Sunday, July 19, 2015

Gilder Meadow

This photo is of Gilder Meadow, the land given to John Van Gilder by the Mohican Nation.  The mountain to the left is Jug End.  Since I started my research over twenty years ago, I've always seen the area referred to as "Guilder Hollow."  While researching deeds recently, I discovered that might be a fairly recent name.  An 1873 deed of land from the estate of George L. Tullar to George F. Bradford refers to the area as "the 'Gilder Meadow' so called."  The deed of 1837 from John Tullar to George L. Tullar refers to it the same way.  I want to research the area deeds more thoroughly in part to track this usage. 

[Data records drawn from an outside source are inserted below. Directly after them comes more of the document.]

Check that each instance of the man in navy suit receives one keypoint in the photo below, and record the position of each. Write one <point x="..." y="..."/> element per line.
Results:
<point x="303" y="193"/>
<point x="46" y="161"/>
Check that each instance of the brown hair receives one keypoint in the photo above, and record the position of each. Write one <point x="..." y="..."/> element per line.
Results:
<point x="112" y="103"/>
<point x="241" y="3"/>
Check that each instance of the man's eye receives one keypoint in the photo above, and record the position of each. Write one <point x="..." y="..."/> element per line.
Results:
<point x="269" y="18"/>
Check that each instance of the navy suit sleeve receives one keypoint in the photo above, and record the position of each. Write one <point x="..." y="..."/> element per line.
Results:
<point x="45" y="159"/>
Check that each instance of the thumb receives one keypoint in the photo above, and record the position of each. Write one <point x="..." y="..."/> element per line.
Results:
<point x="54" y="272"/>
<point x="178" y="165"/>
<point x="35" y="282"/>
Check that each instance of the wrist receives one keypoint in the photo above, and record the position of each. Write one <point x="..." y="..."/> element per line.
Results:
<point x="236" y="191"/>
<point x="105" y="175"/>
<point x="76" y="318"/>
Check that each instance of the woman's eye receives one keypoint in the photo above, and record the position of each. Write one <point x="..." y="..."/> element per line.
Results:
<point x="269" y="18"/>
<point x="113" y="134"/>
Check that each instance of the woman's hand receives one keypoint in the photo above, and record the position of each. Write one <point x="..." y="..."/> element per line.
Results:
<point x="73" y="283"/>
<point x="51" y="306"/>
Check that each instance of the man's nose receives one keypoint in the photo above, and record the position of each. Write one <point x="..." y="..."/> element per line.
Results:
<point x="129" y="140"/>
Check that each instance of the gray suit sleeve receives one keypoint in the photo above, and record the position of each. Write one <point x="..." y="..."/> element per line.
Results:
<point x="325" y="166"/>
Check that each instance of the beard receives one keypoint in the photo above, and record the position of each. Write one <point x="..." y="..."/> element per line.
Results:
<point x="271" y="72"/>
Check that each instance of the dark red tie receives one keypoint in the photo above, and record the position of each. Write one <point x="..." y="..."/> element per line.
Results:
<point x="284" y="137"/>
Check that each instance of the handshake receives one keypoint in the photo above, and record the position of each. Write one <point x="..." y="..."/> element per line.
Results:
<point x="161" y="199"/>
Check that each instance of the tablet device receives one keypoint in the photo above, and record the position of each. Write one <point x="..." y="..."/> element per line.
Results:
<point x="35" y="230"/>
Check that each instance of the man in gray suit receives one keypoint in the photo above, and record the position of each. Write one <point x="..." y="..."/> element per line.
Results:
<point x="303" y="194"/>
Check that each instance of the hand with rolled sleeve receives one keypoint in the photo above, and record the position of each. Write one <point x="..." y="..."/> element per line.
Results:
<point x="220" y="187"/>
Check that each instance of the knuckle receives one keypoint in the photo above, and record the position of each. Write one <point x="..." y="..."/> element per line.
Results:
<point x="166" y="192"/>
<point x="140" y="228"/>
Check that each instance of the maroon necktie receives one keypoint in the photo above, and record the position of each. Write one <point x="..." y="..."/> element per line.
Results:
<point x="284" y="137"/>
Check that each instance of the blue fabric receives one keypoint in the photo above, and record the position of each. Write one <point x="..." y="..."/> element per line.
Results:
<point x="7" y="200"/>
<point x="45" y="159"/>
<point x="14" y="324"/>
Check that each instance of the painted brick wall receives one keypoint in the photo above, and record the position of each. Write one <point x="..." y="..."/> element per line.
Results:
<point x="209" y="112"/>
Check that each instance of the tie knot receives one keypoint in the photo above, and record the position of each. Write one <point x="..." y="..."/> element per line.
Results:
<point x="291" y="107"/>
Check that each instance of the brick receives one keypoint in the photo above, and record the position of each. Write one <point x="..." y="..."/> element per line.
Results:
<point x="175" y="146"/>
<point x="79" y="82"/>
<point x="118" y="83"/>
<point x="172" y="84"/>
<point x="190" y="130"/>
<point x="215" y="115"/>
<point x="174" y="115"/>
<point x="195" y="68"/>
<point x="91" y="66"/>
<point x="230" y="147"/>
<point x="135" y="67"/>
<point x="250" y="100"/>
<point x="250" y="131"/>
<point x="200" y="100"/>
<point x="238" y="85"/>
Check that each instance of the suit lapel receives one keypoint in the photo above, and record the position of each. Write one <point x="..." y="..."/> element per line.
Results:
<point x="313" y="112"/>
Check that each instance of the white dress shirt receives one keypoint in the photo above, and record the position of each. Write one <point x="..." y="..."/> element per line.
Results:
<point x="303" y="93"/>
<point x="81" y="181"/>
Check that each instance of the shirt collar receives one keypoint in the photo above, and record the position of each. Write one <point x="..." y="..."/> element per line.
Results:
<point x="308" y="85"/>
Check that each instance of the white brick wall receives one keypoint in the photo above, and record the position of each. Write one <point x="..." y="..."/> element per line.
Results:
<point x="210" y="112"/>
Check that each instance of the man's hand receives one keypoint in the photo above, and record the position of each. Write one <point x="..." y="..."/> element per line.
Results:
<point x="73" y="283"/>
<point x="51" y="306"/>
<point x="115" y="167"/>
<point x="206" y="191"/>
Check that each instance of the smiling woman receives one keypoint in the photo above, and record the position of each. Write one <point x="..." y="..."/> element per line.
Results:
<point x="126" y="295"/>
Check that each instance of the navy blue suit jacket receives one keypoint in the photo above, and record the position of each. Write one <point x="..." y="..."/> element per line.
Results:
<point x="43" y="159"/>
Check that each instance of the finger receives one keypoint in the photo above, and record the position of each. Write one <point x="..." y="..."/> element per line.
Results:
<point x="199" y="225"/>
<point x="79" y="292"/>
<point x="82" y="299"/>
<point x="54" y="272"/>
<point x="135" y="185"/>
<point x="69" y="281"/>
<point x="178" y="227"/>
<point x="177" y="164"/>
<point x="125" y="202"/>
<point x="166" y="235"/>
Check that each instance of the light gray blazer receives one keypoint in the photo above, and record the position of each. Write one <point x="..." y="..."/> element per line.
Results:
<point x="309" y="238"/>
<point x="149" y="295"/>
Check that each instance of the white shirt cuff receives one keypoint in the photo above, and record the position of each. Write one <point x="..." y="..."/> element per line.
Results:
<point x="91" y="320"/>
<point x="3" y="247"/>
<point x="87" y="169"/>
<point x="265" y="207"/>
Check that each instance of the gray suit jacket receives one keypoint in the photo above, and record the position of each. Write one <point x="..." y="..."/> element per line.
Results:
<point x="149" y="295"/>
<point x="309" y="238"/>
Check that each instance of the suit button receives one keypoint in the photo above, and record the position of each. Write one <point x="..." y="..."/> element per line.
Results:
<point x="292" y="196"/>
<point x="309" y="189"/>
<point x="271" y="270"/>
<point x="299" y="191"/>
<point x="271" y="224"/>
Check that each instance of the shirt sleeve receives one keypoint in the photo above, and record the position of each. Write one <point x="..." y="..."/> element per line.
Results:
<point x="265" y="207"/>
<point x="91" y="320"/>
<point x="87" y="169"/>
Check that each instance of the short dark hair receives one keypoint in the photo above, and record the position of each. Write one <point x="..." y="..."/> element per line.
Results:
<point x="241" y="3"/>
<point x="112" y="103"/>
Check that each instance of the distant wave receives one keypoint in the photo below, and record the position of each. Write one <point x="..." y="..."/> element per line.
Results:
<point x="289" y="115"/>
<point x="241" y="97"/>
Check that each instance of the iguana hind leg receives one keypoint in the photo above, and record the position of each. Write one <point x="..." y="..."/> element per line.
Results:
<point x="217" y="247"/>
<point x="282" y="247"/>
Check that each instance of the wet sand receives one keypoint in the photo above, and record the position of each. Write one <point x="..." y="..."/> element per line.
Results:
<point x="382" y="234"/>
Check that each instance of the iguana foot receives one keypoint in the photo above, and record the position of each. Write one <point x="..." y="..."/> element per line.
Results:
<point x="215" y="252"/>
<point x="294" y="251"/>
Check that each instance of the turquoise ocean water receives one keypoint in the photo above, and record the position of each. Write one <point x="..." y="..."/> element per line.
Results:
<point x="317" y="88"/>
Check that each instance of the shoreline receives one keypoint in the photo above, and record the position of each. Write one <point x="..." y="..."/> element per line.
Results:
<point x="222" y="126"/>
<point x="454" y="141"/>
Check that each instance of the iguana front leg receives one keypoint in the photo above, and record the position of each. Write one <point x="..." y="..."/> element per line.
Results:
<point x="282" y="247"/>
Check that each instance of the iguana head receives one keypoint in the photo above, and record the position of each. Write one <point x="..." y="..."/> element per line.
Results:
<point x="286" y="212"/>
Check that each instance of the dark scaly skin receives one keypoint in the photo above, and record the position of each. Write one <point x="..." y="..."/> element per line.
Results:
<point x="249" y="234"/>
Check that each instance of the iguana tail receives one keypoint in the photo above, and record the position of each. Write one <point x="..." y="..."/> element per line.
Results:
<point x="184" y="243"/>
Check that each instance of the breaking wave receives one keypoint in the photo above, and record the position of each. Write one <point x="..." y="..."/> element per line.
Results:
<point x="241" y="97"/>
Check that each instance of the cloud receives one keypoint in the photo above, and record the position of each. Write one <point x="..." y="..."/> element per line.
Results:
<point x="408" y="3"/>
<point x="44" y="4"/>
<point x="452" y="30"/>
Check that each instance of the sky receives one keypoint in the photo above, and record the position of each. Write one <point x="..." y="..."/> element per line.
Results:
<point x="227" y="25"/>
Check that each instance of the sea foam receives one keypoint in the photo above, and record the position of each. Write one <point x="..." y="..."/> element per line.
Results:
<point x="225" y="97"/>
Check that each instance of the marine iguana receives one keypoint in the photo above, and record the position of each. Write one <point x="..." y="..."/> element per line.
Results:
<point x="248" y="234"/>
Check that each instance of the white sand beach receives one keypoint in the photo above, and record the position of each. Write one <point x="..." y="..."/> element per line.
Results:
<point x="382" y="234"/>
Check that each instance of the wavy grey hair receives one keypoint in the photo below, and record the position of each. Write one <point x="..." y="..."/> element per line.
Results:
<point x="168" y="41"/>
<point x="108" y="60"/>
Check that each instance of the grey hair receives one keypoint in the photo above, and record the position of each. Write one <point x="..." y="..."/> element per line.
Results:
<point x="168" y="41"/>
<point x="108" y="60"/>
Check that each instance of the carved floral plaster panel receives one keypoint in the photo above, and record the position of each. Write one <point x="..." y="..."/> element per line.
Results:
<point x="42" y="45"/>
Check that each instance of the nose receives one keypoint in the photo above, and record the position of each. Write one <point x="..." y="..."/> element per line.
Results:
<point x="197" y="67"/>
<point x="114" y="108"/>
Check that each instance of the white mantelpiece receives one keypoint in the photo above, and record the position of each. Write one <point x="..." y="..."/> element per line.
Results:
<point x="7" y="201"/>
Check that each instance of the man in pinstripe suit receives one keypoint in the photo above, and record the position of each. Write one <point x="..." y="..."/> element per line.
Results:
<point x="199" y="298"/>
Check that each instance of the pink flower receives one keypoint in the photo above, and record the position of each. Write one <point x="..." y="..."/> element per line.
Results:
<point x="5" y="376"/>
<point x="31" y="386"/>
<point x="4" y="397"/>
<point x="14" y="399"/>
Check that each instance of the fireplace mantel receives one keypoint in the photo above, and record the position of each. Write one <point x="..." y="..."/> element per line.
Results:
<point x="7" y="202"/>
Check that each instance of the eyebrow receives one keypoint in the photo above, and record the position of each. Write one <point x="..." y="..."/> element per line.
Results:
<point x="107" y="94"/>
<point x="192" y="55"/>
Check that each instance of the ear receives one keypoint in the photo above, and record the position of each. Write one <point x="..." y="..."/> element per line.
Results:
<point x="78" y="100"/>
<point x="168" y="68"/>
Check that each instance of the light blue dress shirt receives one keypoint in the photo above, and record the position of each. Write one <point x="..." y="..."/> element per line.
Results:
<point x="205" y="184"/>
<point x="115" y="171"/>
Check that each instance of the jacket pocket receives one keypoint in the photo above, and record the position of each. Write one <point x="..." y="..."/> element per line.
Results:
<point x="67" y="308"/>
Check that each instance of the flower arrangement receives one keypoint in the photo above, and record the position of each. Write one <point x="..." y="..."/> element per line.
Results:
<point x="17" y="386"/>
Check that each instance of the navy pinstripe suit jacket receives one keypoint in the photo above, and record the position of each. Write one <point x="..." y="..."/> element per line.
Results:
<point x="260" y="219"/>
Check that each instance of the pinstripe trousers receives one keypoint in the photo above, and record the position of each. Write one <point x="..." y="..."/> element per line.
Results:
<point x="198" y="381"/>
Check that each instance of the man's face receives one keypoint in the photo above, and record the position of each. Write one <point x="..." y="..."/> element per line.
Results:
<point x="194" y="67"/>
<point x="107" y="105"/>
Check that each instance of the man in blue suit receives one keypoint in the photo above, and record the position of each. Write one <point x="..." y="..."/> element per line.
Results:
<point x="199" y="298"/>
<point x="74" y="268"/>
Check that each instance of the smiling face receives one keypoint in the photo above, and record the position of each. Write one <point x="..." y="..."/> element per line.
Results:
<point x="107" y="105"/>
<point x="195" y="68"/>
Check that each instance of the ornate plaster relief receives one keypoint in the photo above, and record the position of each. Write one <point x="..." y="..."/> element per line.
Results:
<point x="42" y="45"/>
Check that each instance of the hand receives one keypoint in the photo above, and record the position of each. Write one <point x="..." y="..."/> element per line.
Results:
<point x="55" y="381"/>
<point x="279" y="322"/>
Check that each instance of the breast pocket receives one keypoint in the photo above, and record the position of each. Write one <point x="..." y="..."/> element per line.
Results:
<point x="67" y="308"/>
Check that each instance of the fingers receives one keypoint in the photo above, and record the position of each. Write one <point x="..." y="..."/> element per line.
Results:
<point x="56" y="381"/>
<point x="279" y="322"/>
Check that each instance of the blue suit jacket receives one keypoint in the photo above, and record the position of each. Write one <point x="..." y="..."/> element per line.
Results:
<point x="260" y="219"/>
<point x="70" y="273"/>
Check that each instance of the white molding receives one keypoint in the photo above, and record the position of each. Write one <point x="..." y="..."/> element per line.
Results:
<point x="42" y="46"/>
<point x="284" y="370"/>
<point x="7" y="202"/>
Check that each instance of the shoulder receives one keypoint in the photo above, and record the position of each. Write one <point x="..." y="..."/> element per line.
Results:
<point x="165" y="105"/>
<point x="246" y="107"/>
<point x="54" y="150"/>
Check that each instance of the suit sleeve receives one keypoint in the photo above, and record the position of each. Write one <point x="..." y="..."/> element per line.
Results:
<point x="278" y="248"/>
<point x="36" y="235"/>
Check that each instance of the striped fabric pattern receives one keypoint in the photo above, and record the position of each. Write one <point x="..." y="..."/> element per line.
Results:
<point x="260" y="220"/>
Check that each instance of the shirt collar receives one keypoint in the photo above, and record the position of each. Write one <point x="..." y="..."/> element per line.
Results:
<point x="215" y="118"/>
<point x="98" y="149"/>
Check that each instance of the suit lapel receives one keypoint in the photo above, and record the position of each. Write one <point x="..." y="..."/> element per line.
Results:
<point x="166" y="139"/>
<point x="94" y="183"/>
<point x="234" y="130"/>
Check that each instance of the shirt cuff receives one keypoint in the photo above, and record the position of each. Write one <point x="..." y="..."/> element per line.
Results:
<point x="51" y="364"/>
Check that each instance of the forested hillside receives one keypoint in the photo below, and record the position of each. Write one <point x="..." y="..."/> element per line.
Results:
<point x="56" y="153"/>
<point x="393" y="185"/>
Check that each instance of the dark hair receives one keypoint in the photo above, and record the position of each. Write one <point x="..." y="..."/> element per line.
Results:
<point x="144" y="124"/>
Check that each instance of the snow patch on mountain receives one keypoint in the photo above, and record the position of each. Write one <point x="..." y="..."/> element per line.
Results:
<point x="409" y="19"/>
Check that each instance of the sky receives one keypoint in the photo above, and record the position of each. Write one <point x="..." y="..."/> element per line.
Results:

My apologies for the line in the photo.  I was given what was once a very good camera.  Shortly after I received it, the camera developed this line.  I understand I can fix this and will put this on my list of things to do.

Saturday, July 18, 2015

Simeon Van Gilder

While using Fold3 during its recent free promotional period, I found another Van Gilder, Simeon.  He was listed on an account of forage received for the use of the First Massachusetts Regiment of the Continental Army. It was dated November 1780.  I think it was for the state of New Jersey since soldiers were assigned towns in the counties of Morris, Essex, including the town of Newark.  Simeon Van Gilder was assigned the town of Totoway in Essex County.  He  brought back 2 tens(?) and 5 hundreds of hay, 18  bushels of oats, 14 bushels of corn, and 15 horses.  

 It's the only trace of Simeon I've been able to find so far. He did not appear at all on Rootsweb World Connect, FamilySearch or Mocavo.   According to the site

[The First Massachusetts Regiment] was first authorized on 23 April 1775 in the Massachusetts State Troops as Paterson's Regiment under Colonel John Paterson and was organized at Cambridge, Massachusetts. It consisted of eleven companies of volunteers from Berkshire, Hampshire, Suffolk, Middlesex, Worcester, and York counties in Massachusetts and the county of Litchfield in the colony of Connecticut. The regiment was adopted into the main Continental Army on 14 June 1775 and was assigned to William Heath's brigade on 22 July 1775. On 1 January 1776 the regiment (less two companies) was consolidated with Sayer's and Sullivan's companies of Scammon's Regiment; re-organized to eight companies and redesignated as the 15th Continental Regiment of Heath's Brigade.

On 1 August 1779 the regiment was assigned to the Highland Department, which would fit with this assignment.  The department was based at West Point, New York.  

Because Paterson recruited men from Berkshire County, it is possible that Simeon Van Gilder was a descendant of John Van Gilder.  I don't know if it could ever be proved one way or another.